The President recalled that in August 2010, Trinidad and Tobago and Venezuela signed the so-called United Agreement on the Exploitation and Development of the Laurent-Manatti Field.

However, Trinidad and Tobago and Venezuela canceled an agreement they had signed to jointly develop a natural gas field on their maritime border in the Lorraine-Manatti region due to US sanctions against the PTVSA.

“The cancellation affected Chevron, an American company with a 60% stake in the Lauren sector – the remaining 40% owned by PDVSA – to participate in the growth of the Lauren-Manati sector,” the official clarified.

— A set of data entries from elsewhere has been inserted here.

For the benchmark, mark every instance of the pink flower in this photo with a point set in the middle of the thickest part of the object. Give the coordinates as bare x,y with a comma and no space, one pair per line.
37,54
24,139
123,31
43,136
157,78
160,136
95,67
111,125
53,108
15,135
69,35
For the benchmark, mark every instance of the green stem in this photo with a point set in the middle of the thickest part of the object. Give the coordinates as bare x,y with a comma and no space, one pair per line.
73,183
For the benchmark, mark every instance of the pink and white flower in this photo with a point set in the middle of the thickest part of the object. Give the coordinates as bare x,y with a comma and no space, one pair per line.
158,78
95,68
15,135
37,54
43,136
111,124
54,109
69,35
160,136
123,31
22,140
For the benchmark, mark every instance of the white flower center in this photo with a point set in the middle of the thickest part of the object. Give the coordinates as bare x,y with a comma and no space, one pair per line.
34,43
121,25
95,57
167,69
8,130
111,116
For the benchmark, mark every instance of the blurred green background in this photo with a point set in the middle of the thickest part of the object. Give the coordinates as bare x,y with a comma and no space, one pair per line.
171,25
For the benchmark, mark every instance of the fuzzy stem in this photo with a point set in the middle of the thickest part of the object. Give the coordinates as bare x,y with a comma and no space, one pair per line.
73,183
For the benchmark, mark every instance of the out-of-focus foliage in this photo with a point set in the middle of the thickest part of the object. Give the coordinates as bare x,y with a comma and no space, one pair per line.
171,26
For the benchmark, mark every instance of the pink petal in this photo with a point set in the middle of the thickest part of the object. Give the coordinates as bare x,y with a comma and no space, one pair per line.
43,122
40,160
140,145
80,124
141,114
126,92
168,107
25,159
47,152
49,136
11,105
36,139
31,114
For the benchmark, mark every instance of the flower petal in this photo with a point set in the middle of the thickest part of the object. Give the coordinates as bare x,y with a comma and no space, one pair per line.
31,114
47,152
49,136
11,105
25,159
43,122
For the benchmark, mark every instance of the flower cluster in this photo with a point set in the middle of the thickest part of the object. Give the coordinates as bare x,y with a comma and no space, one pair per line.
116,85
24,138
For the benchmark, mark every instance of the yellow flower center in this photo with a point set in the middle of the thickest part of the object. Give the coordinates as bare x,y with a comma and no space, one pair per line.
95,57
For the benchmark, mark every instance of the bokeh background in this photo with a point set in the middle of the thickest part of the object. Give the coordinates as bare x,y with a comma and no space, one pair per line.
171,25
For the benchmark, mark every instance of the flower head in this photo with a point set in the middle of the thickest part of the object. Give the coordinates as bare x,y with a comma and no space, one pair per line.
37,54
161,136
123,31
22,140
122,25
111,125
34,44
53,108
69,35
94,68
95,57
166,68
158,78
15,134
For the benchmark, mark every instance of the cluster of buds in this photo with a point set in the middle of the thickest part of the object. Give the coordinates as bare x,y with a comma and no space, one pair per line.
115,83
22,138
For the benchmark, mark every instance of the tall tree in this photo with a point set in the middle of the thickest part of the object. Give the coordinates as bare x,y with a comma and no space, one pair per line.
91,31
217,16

“As a result of all this, the Trinidad and Tobago and Venezuelan governments have agreed to independent development within the Lorraine-Manatti cross-border, each within its maritime area,” Rowley clarified.

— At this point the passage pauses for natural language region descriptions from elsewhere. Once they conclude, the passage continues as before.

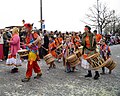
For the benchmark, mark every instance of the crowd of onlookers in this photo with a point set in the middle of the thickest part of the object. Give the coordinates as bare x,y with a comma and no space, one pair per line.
6,35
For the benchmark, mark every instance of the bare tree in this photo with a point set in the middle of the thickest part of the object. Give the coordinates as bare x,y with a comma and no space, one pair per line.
100,16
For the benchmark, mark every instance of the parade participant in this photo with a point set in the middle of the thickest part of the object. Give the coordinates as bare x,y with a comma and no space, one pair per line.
58,42
68,49
45,46
1,46
52,48
97,36
6,36
105,53
32,43
89,48
13,58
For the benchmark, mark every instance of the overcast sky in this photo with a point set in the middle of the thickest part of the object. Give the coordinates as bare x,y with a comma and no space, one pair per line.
64,15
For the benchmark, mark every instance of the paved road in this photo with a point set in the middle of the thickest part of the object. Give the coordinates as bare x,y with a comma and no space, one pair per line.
58,83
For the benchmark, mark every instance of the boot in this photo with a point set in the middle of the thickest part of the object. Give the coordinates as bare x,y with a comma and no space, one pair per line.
89,74
25,79
14,70
38,76
103,71
54,66
110,71
50,67
97,75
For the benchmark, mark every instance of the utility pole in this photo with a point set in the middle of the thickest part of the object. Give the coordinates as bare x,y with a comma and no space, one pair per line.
41,13
113,21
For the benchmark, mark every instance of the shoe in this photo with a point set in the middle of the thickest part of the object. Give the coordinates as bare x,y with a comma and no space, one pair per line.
110,71
97,75
103,73
1,60
15,70
54,66
38,76
89,74
25,80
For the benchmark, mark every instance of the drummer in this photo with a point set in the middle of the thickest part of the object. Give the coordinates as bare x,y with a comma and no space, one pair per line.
32,43
52,48
89,48
105,53
68,49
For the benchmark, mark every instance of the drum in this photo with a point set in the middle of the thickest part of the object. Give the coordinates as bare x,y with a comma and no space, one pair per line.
59,51
73,60
79,51
23,52
110,64
95,61
49,58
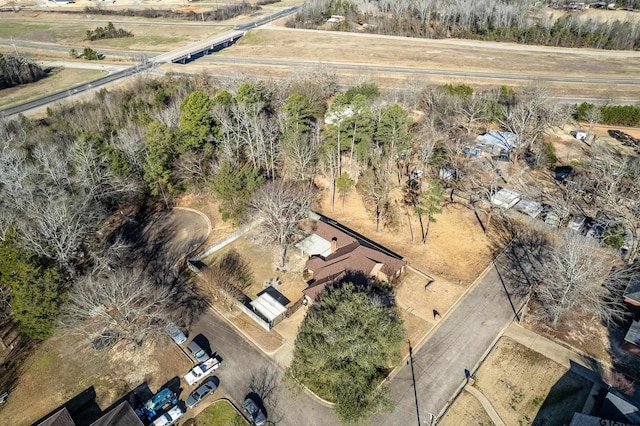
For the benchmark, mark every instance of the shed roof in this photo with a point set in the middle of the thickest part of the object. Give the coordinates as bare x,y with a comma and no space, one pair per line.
61,418
268,306
530,208
633,334
315,244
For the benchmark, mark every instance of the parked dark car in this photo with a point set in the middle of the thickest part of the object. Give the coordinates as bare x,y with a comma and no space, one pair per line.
257,416
203,391
176,334
198,353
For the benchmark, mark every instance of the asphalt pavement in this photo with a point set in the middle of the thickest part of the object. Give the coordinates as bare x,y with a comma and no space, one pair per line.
242,362
459,342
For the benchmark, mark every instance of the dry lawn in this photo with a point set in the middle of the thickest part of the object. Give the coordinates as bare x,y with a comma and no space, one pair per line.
456,249
51,28
524,387
63,367
278,42
59,79
466,411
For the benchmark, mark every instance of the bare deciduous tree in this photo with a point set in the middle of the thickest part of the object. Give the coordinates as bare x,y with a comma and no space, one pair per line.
226,279
375,186
121,303
281,206
566,272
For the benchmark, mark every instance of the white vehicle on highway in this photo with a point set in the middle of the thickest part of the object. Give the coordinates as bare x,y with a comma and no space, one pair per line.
201,371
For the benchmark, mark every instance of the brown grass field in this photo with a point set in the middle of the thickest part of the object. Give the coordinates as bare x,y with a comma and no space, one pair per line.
522,386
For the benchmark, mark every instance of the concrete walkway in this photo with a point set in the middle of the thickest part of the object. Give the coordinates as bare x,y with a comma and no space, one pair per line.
495,418
459,342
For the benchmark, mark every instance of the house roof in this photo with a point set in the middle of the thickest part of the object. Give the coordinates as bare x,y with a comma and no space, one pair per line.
633,289
121,415
350,255
580,419
268,306
503,140
61,418
616,407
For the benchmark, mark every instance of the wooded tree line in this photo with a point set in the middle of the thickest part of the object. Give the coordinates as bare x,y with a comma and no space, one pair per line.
261,149
110,31
16,70
494,20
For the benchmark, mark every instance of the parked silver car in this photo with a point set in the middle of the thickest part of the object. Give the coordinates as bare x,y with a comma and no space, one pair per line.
176,334
198,353
257,416
169,418
206,389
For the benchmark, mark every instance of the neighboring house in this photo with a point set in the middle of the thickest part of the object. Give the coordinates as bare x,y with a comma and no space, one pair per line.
496,142
334,250
120,415
632,296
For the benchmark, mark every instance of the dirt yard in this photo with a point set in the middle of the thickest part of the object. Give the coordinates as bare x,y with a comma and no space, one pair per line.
466,411
456,248
524,387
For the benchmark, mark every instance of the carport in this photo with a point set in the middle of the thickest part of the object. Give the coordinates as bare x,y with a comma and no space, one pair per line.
269,307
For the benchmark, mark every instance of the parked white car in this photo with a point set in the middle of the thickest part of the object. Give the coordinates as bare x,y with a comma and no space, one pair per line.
201,371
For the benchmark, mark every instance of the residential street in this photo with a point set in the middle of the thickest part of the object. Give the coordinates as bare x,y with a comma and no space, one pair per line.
458,343
241,360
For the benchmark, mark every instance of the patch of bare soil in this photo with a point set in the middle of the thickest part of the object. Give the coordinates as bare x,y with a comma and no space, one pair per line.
524,387
571,150
586,333
456,248
466,411
64,366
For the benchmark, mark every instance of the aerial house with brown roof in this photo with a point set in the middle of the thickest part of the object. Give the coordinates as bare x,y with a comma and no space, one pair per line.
333,250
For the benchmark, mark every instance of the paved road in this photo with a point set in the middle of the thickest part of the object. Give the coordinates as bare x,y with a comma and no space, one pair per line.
458,343
242,360
489,75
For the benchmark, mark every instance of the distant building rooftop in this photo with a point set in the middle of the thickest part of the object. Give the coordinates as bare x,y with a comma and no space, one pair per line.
505,198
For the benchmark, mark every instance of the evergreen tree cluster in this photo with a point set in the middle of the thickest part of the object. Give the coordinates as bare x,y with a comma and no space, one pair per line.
15,70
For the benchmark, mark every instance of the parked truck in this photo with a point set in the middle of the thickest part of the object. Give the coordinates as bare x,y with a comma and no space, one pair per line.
202,370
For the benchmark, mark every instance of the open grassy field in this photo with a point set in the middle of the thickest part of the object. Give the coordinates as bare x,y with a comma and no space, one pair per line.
360,48
46,28
524,387
63,367
58,79
466,411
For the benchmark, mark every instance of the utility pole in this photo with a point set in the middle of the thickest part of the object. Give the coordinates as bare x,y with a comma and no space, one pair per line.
413,376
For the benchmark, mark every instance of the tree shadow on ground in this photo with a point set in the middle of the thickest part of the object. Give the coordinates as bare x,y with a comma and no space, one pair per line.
13,356
567,396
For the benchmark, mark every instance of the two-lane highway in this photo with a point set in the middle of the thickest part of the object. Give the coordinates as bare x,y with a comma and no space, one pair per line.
184,53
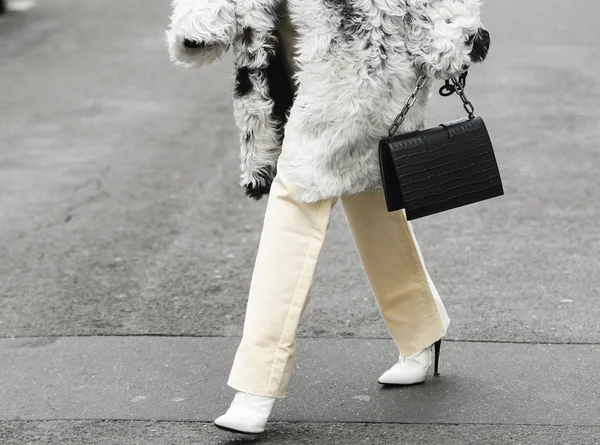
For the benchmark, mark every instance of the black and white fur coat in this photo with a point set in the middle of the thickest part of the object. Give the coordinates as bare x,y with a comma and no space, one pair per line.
357,61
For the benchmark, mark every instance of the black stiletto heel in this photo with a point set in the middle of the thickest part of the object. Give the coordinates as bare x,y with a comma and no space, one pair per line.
436,363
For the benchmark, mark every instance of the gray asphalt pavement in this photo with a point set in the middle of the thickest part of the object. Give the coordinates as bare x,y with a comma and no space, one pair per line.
120,215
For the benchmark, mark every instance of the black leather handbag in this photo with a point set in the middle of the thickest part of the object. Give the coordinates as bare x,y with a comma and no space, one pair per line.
442,168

The Lorraine-Manatti gas fields cross the maritime border between Trinidad and Tobago and Venezuela. It is estimated to contain 10.2 trillion cubic feet (TCF) of gas, of which approximately 74% belongs to Venezuela and the remaining 26% to Trinidad and Tobago.

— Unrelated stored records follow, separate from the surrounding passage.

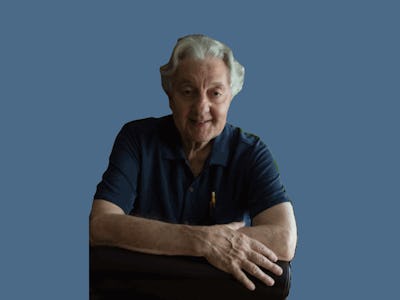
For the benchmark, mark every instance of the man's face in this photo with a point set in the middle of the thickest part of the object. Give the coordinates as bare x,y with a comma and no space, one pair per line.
200,99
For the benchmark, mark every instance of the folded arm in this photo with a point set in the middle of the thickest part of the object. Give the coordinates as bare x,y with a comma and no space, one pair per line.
275,228
224,246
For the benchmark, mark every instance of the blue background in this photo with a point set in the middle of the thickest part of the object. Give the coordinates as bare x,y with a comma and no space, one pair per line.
321,88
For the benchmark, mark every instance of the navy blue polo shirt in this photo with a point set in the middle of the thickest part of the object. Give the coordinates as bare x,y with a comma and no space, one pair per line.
149,176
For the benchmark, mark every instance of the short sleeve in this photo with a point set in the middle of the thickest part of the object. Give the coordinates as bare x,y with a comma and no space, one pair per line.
265,186
119,181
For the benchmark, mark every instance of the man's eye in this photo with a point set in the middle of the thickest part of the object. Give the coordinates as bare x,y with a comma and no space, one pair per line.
187,92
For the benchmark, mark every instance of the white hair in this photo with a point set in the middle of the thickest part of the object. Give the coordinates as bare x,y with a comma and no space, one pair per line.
200,47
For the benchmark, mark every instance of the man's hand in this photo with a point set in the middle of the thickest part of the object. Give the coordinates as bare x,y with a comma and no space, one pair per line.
234,252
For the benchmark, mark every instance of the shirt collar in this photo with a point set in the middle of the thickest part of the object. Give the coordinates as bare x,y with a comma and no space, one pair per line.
173,145
221,148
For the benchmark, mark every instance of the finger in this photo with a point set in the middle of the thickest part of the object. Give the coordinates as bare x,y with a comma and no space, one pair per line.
262,261
242,278
254,270
264,250
235,225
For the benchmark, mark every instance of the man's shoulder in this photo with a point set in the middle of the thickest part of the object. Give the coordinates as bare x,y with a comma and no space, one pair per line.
146,126
243,137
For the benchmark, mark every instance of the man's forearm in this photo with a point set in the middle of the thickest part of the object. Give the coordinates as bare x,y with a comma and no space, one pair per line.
279,239
145,235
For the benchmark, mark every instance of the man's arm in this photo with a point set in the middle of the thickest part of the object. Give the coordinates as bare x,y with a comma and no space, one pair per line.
224,246
275,228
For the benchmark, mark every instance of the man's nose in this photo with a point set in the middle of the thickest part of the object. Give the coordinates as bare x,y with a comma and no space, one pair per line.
202,104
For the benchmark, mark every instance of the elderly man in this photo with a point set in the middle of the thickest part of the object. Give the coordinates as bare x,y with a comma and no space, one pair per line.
189,183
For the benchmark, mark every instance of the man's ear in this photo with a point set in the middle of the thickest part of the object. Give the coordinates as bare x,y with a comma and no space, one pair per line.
171,102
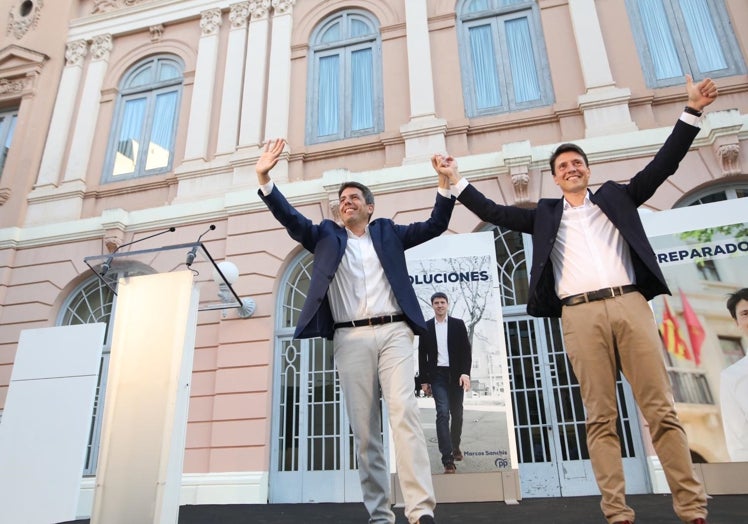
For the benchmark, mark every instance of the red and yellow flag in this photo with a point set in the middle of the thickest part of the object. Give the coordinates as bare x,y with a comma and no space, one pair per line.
671,336
695,330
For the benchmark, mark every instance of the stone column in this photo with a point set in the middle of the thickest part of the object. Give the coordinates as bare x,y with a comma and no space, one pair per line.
228,127
605,106
88,111
198,128
279,80
62,115
424,133
255,72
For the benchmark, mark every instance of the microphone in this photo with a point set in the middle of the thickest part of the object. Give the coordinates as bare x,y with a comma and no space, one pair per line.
108,263
193,252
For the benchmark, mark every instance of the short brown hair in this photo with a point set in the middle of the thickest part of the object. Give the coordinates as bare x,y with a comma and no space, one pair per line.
565,148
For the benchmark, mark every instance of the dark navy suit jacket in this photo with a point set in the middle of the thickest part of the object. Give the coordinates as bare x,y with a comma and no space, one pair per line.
327,240
619,202
458,347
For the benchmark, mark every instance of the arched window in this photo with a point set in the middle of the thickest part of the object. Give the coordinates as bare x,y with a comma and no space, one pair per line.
715,193
7,126
313,455
675,37
502,51
344,97
145,122
91,302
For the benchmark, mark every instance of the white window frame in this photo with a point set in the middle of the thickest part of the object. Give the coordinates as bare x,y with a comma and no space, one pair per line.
344,48
496,16
150,92
683,45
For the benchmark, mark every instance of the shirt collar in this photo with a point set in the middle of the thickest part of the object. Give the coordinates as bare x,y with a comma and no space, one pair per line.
586,203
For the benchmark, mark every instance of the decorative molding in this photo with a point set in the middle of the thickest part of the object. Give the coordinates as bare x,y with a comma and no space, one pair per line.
20,70
101,46
520,181
282,7
729,158
75,52
210,21
11,86
157,32
239,15
22,18
104,6
259,9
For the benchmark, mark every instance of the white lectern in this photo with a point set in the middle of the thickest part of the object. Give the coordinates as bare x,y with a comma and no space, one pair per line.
139,470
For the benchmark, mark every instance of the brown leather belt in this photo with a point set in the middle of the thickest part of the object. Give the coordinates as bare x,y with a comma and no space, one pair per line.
600,294
373,321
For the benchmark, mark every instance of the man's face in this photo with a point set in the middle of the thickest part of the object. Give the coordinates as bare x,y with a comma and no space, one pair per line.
741,316
440,306
353,208
571,174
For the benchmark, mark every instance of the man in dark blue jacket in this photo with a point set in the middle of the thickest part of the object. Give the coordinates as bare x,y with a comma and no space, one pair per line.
444,362
361,298
593,266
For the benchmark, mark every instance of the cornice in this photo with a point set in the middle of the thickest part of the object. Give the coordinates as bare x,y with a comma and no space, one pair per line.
139,16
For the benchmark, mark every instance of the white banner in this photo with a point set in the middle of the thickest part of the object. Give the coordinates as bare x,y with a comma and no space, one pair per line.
464,268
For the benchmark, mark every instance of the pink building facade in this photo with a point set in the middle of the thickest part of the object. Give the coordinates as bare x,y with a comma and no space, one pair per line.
134,116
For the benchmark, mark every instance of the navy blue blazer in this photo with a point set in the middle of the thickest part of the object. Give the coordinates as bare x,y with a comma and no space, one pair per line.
327,240
458,348
619,202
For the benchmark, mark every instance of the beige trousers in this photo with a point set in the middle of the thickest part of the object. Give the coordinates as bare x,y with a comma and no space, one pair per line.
623,329
367,359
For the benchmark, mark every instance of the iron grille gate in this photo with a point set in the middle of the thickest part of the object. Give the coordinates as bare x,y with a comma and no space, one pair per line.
549,416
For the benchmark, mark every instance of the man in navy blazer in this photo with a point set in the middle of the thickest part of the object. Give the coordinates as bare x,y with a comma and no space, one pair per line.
444,362
594,267
360,297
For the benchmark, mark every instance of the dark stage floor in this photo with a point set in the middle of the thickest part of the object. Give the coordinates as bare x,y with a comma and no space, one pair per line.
651,509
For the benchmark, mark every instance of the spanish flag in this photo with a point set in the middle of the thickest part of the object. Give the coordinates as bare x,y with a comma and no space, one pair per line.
671,336
694,327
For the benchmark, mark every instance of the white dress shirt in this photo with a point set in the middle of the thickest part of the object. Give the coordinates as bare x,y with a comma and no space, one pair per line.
589,252
733,389
440,328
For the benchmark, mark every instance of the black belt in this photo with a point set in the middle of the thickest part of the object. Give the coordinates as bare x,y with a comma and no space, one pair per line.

The decision to act independently in the development of cross-border fields created an opportunity for the government as the owner of the resources and Shell as a contractor to make progress in exploiting natural gas reserves, the official added.

Rowley pointed out that the product sharing agreement for Manati is 25 years old, and that Shell has been a key partner for Trinidad and Tobago in the development of the energy sector and cross-border efforts. With the Venezuelan government. .

According to the latest data provided by Bloomberg, Venezuela is the largest gas deposit of 6 billion cubic meters south of the Caribbean Sea. In fact, according to the Organization of the Petroleum Exporting Countries (OPEC), Venezuela’s proven reserves rank eighth in the world.

In fact, its reserves are almost four times that of natural gas in other Latin American countries. According to the latest data, by the end of 2020, the production capacity in the Venezuelan region will exceed 27,000 million cubic meters.